Über eine Million Tonnen genießbare Lebensmittel landen in Österreich jedes Jahr im Müll. Mit massiven ökologischen, ökonomischen und sozialen Konsequenzen. Um gegen die Vergeudung anzugehen, braucht es Wissen und konkrete Maßnahmen, aber vor allem eines: Zusammenarbeit. Aus diesem Grund haben Die Tafel Österreich und das Ökosoziale Forum Österreich & Europa das Projekt „Isst das jemand?“ ins Leben gerufen: Eine Dialogreihe, die Expert:innen und Zivilbevölkerung gleichermaßen ins Boot holt, um gemeinsam Lösungen gegen Lebensmittelverschwendung zu finden.

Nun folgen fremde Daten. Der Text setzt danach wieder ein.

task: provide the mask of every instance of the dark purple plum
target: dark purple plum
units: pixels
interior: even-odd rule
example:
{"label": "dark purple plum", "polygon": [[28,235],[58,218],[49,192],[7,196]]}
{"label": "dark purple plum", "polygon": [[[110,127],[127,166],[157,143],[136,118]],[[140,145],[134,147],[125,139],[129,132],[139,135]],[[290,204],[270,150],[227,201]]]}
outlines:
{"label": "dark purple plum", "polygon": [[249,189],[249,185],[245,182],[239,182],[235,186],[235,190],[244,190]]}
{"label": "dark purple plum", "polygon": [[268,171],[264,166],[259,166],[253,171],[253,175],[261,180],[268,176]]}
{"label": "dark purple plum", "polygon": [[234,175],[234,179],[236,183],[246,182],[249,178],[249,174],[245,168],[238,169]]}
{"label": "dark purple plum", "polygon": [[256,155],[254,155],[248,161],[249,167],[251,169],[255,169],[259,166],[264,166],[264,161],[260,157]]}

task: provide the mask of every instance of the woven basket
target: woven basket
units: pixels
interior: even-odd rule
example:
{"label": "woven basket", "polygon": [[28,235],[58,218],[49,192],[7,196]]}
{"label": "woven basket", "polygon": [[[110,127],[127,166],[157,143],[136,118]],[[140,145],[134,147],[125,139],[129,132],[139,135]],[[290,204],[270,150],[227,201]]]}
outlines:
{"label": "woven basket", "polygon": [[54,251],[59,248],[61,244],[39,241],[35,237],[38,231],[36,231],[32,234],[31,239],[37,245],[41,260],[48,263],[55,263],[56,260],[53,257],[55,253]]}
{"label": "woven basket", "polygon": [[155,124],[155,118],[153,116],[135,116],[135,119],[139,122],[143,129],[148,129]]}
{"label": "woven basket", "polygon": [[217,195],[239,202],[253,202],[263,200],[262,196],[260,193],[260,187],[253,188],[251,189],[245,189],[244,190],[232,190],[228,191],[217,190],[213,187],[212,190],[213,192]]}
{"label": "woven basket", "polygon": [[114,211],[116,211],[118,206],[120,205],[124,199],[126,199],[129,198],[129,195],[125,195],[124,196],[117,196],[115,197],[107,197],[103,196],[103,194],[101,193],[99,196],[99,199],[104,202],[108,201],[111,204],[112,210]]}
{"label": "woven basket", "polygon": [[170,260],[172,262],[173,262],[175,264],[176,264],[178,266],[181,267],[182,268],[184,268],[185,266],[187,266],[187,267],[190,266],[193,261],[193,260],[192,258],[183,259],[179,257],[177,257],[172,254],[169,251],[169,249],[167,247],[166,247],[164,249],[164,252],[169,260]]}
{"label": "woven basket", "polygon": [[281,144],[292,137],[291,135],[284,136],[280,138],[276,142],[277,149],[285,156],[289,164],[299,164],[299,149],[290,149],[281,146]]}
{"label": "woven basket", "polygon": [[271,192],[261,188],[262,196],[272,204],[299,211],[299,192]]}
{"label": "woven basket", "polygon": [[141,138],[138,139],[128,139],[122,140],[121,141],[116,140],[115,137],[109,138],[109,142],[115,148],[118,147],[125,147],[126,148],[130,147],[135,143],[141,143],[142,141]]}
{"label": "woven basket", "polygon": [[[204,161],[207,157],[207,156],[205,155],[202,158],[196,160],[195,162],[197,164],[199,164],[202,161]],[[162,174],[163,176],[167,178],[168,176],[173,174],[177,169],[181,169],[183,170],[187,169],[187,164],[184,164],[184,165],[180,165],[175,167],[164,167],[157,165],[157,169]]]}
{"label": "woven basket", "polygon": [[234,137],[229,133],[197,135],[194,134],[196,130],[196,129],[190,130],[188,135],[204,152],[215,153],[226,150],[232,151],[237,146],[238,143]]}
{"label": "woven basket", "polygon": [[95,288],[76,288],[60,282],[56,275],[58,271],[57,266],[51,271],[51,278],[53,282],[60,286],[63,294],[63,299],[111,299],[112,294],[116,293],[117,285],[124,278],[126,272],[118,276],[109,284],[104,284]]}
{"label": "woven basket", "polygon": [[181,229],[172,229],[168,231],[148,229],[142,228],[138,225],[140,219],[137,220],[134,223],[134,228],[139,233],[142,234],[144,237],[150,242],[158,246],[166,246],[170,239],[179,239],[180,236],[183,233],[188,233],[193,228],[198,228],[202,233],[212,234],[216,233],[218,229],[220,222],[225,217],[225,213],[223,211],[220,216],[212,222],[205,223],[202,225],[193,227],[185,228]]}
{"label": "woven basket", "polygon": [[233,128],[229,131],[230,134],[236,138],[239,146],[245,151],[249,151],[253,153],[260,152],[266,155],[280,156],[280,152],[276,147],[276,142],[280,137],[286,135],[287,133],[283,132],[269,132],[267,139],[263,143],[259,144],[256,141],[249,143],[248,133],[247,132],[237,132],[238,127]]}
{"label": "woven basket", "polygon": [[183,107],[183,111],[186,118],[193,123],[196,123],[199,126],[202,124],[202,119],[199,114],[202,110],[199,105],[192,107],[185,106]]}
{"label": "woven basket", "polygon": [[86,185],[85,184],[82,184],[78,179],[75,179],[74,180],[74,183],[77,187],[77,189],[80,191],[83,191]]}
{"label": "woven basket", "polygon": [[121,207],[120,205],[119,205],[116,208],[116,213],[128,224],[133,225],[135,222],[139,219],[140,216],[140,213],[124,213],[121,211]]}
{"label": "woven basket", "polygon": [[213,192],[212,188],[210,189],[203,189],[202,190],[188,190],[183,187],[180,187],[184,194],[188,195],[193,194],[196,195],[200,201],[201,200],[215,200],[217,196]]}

In Tirol konnte ein hochkarätiges Podium – moderiert von Alexandra Gruber (Geschäftsführerin Die Tafel Österreich) und Michaela Hickersberger (Generalsekretär-Stv. Ökosoziales Forum Österreich & Europa) – aus unterschiedlichen Bereichen der Wertschöpfungskette gewonnen werden: Romed Giner (Obmannstellvertreter der Tiroler Gemüsebauern), David Mölk (Mitglied der Geschäftsführung und Miteigentümer der Firma MPREIS), Alois Rainer (Obmann Fachverband Gastronomie, Wirtschaftskammer Österreich) und Matthias Stefan (Universität Innsbruck, Institut für Banken und Finanzen) stellten sich der Diskussion miteinander und mit dem Publikum, das via digitaler Abstimmung sowie persönlich einbezogen wurde.
Investitionen in Bildung, Forschung und Technologie
Einig, wenn auch aus verschiedenen Perspektiven, waren sich die Experten in einem: Wenn Lebensmittelverschwendung deutlich reduziert werden soll, muss auch investiert werden.

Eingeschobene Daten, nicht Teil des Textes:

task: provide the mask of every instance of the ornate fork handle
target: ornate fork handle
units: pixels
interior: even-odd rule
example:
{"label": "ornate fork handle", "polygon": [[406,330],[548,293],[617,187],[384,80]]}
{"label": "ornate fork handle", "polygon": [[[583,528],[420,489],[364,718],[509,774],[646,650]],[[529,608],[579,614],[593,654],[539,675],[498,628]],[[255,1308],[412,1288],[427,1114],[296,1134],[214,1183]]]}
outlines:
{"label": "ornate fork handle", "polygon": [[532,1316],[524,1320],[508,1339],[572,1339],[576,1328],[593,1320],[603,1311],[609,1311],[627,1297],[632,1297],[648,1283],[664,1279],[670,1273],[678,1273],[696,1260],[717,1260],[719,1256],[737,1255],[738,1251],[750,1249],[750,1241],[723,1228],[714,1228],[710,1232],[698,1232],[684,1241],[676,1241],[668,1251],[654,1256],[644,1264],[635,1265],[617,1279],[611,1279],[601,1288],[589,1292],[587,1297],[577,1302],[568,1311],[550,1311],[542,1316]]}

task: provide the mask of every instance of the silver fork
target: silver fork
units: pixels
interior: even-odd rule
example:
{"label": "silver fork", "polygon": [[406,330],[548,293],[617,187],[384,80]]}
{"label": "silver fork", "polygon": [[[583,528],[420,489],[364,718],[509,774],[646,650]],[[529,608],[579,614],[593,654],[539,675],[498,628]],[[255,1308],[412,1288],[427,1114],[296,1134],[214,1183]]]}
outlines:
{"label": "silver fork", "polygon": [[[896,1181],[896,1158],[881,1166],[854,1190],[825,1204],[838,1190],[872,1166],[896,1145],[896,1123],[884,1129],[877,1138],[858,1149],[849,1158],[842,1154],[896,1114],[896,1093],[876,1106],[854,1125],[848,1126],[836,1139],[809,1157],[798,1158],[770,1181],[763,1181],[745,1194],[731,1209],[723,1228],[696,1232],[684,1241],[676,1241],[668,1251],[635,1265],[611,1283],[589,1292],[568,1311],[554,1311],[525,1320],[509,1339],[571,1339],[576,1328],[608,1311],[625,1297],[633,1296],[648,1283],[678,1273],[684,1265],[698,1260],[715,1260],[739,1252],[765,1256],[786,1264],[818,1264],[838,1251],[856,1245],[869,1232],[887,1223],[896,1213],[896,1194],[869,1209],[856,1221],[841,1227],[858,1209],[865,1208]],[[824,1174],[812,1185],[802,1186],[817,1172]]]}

David Mölk, Mitglied der MPREIS-Geschäftsführung, betont, dass Lebensmittelverluste im Handel einen relevanten Anteil am Umsatz ausmachen – und es daher im ureigensten Interesse des Lebensmittelhandels liegt, Abfälle gar nicht erst entstehen zu lassen. „Die Balance zwischen einer hohen Kundenzufriedenheit und einer optimalen Warenmenge im Geschäft fordert uns täglich heraus. Dabei setzen wir bereits auf KI-gestützte Systeme. Der Einsatz moderner Technologien, etwa zur Analyse von Mindesthaltbarkeitsdaten und zur automatischen Warendisposition, ist zukunftsweisend und gewinnt weiter an Bedeutung. Denn die besten Lebensmittelbfälle sind jene, die gar nicht erst entstehen.“
Die Agrarwirtschaft bildet laut EU-Statistik das Schlusslicht in Sachen Lebensmittelverschwendung. Romed Giner, selbst Landwirt, hielt dennoch fest, dass die Mengen mehr werden. Das liege u. a. am sich ändernden Klima und an einem unsachlichen Diskurs über modernen Pflanzenschutz. Investitionsbedarf sieht er vor allem im Bereich Wissenschaft und Forschung: „Früher wurde mit dem Klima ,mitgeforscht‘ und Landwirt:innen entsprechendes Handwerkszeug mitgegeben, etwa im Bereich Dünger oder Schädlingsbekämpfung.“ Das habe sich geändert – allein durch das Verbot vieler Pflanzenschutzmittel seien die Ausfälle teils verheerend bis hin zum kompletten Wegfall; bei Radieschen etwa haben sich die Verluste verdreifacht, für Kohlsprossen gibt es mittlerweile keinen einzigen Tiroler Produzenten mehr. Giner: „Es gäbe massives Potenzial im Bereich der Forschung im Pflanzenschutz – hier müsste dringend mehr investiert werden.“
Ein weiteres Investmentthema ist die Bildung, wie Gastronomie-Funktionär Alois Rainer (WKO) festhielt: „Die große Kunst ist es, nicht nur richtig zu planen, sondern übriggebliebene Speisen von Buffets & Co auch gezielt weiterzuverarbeiten oder weiterzugeben. Die Wirtschaftskammer bietet bereits geförderte Programme für Gastronom:innen an, in denen sie lernen, wie man Lebensmittelabfall vermeidet. Wir alle leben im Überfluss – wir müssen gezielt schulen und Bewusstsein schaffen, um gegen Lebensmittelverschwendung anzugehen.“
Wertschätzung und Bewusstsein sind Trumpf
Wie vom Publikum großteils richtig getippt, sind private Haushalte die anteilsmäßig größten Verschwender in Österreich: mehr als die Hälfte des Lebensmittelmülls fällt hier an.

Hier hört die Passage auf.